For instance if you add 4 items to the second bucket it will be (the nodes marked with * are the ones that changed)
19*
/ \
7* 12
/ \ / \
2 5* 4 8
If you want to find the ith element, you walk down the above tree, effectively doing the binary search. You already have a left child and right child count. If i > left child node value of current node, you subtract the left child node value and recurse in the right tree. If i <= left child node value, you go left and recurse again.
Say you wanted to find the 9th element in the above tree:
Since left child of root is 7 < 9.
You subtract 7 from 9 (to get 2) and go right.
Since 2 < 4 (the left child of 12), you go left.
You are at the leaf node corresponding to the third bucket. You now need to pick the second element in that bucket.
If you have to add a new bucket, you double the size of your tree (if needed) by adding a new root, making the existing tree the left child and add a new tree with all zero buckets except the one you added (which we be the leftmost leaf of the new tree). This will be amortized O(1) time for adding a new value to the tree. Caveat is you can only add a bucket at the end, and not anywhere in the middle.
Getting the total count is O(1).
Updating single bucket/lookup of item are O(logn).
Adding new bucket is amortized O(1).
Space usage is O(n).
Instead of a binary tree, you can probably do the same with a B-Tree.
I still hope for answers, however here is what I could come up so far, following #Moron suggestion.

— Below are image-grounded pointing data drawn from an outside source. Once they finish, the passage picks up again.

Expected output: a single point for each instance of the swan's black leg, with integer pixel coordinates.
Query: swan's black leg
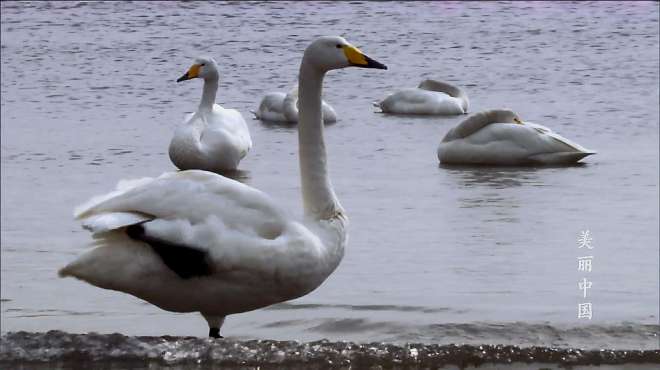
(215, 333)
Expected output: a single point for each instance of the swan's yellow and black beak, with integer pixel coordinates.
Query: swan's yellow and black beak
(358, 59)
(193, 72)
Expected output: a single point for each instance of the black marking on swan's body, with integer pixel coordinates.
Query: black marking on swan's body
(185, 261)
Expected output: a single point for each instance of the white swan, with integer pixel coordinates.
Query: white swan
(281, 107)
(499, 137)
(196, 241)
(430, 97)
(213, 138)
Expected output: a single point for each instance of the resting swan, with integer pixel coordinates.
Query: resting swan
(430, 97)
(499, 137)
(213, 138)
(196, 241)
(281, 107)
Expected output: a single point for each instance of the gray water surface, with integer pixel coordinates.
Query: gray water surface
(436, 254)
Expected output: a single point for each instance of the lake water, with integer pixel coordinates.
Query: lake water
(436, 254)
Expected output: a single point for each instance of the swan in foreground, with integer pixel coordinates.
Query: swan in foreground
(281, 107)
(213, 138)
(500, 137)
(196, 241)
(430, 97)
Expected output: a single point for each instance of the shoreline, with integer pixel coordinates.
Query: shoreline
(64, 350)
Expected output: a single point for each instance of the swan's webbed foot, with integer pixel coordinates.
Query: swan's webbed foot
(215, 333)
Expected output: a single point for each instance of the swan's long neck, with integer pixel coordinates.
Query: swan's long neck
(319, 199)
(208, 95)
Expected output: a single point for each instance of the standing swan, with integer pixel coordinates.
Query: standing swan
(430, 97)
(281, 107)
(196, 241)
(499, 137)
(213, 138)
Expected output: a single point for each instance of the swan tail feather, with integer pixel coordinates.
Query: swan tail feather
(105, 222)
(559, 158)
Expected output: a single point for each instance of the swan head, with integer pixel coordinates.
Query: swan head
(334, 52)
(203, 67)
(504, 116)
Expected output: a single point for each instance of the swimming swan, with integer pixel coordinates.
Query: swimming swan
(430, 97)
(196, 241)
(281, 107)
(499, 137)
(213, 138)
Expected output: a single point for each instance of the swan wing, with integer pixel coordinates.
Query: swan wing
(193, 196)
(271, 107)
(197, 241)
(510, 144)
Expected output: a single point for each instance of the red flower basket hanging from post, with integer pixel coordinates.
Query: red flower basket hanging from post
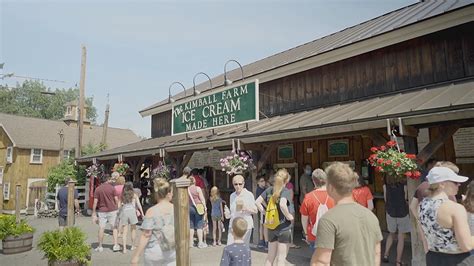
(395, 164)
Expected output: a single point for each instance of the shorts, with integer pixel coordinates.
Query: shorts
(128, 216)
(107, 218)
(402, 225)
(196, 221)
(62, 220)
(280, 235)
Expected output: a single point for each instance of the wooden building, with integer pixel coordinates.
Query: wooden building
(412, 68)
(30, 146)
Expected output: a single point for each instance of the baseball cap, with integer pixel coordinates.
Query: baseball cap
(440, 174)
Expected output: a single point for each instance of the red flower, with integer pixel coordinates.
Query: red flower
(391, 143)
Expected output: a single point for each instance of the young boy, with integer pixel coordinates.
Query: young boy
(237, 253)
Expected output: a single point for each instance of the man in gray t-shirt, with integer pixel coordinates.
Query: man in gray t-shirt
(347, 234)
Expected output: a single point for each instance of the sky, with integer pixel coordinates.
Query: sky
(136, 49)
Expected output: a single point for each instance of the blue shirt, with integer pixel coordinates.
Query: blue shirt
(62, 197)
(216, 208)
(236, 254)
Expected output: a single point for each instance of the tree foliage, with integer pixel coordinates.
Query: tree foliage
(29, 99)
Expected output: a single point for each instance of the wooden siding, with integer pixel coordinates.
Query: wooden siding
(20, 170)
(438, 57)
(161, 124)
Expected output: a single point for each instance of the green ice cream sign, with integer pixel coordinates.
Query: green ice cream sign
(230, 106)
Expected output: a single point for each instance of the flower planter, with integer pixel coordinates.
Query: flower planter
(17, 244)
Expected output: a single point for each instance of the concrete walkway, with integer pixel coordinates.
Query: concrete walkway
(207, 256)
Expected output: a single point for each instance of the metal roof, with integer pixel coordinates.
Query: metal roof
(385, 23)
(453, 101)
(29, 132)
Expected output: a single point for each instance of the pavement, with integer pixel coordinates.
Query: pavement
(205, 257)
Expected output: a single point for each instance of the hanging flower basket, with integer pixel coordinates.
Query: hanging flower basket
(395, 164)
(236, 163)
(161, 171)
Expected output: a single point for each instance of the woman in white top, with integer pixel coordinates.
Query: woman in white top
(443, 221)
(242, 204)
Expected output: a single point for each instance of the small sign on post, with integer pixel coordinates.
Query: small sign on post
(181, 219)
(70, 203)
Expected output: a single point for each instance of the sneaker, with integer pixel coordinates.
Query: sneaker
(116, 248)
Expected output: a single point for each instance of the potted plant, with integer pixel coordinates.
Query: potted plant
(236, 163)
(67, 247)
(16, 237)
(394, 163)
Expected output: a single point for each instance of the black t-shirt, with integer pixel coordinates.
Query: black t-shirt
(285, 193)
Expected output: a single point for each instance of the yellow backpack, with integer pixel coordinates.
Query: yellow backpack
(272, 218)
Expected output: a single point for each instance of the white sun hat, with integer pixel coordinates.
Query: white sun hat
(440, 174)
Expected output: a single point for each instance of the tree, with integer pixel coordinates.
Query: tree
(29, 99)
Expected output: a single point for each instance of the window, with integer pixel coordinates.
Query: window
(66, 154)
(9, 154)
(36, 156)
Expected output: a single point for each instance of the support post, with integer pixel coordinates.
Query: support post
(17, 203)
(181, 219)
(417, 251)
(70, 203)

Apparently my little Fenwick Tree idea cannot be easily adapted. It's easy to append new buckets at the end of the fenwick tree, but not in it the middle, so it's kind of a lost cause.
We're left with 2 data structures: Binary Indexed Trees (ironically the very name Fenwick used to describe his structure) and Ranked Skip List.

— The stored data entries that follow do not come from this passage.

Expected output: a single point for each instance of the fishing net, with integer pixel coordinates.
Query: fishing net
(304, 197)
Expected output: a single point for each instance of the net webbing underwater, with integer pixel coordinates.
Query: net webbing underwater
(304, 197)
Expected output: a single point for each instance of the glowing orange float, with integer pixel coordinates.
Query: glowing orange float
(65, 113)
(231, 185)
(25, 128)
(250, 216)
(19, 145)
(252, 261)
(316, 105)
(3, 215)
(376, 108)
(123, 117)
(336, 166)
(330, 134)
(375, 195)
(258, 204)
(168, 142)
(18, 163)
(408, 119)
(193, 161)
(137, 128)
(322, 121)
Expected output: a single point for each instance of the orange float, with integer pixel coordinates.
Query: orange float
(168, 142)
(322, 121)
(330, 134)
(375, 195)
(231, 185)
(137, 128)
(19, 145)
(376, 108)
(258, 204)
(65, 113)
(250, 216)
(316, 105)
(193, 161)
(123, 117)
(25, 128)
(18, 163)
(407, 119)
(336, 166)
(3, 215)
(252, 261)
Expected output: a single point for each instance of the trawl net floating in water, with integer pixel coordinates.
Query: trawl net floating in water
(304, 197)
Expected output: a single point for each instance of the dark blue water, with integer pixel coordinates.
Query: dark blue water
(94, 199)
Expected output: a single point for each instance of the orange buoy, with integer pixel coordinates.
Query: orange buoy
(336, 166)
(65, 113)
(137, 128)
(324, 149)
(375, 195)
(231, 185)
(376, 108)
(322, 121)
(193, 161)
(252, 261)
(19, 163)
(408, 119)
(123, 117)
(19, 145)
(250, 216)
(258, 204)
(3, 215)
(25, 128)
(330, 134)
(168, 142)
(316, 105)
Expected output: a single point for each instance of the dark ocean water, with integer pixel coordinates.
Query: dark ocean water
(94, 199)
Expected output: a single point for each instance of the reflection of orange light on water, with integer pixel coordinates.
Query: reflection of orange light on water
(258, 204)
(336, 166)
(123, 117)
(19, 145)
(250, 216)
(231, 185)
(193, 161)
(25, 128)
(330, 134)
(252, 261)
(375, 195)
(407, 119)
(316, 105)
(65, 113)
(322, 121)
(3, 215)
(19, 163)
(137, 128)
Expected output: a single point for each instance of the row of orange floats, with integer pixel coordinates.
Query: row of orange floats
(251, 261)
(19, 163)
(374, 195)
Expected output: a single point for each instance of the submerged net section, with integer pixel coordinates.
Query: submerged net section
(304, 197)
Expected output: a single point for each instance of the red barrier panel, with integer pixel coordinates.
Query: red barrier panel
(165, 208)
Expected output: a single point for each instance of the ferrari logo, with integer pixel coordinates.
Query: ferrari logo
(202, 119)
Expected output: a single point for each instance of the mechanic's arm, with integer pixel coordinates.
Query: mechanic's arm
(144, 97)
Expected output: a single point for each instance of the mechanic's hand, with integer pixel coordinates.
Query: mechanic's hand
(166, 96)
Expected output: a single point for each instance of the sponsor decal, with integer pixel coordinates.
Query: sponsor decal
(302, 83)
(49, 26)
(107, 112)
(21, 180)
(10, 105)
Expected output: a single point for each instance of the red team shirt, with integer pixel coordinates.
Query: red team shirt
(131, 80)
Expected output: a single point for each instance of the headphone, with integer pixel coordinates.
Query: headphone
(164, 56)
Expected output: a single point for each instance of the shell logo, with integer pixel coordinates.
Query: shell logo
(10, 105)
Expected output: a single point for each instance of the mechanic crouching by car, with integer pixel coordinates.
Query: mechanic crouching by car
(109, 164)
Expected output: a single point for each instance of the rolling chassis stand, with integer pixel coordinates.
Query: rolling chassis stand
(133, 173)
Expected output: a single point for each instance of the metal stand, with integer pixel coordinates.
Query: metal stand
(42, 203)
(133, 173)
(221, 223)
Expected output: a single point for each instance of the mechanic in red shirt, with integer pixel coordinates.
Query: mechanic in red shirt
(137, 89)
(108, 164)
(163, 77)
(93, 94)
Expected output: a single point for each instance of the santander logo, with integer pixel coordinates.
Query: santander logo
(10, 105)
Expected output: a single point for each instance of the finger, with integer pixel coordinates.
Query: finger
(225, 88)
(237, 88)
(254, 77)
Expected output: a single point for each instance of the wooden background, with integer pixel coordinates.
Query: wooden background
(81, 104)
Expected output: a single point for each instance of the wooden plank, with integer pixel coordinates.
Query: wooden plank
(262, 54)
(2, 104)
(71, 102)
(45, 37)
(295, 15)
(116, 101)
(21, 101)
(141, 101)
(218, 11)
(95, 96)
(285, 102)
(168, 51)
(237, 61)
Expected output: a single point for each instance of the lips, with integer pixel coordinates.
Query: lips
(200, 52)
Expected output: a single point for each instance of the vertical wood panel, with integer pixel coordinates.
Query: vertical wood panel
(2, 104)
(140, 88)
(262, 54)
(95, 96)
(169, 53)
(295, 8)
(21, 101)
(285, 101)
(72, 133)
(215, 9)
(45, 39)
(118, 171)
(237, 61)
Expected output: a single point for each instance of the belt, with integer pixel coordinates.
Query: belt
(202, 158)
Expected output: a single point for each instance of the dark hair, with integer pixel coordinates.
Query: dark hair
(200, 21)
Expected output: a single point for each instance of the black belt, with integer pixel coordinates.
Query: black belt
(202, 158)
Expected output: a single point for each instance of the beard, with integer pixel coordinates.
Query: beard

Typically, this does not separate the data from the index, however we can get this behavior by:
Use indirection: the element held by the node is a pointer to a bucket, not the bucket itself
Use pool allocation so that the index elements, even though allocated independently from one another, are still close in memory which shall helps the cache
I tend to prefer Skip Lists to Binary Trees because they are self-organizing, so I'm spared the trouble of constantly re-balancing my tree.
These structures would allow to get to the ith element in O(log N), I don't know if it's possible to get faster asymptotic performance.
Another interesting implementation detail is I have a pointer to this element, but others might have been inserted/removed, how do I know the rank of my element now?
It's possible if the bucket points back to the node that owns it. But this means that either the node should not move or it should update the bucket's pointer when moved around.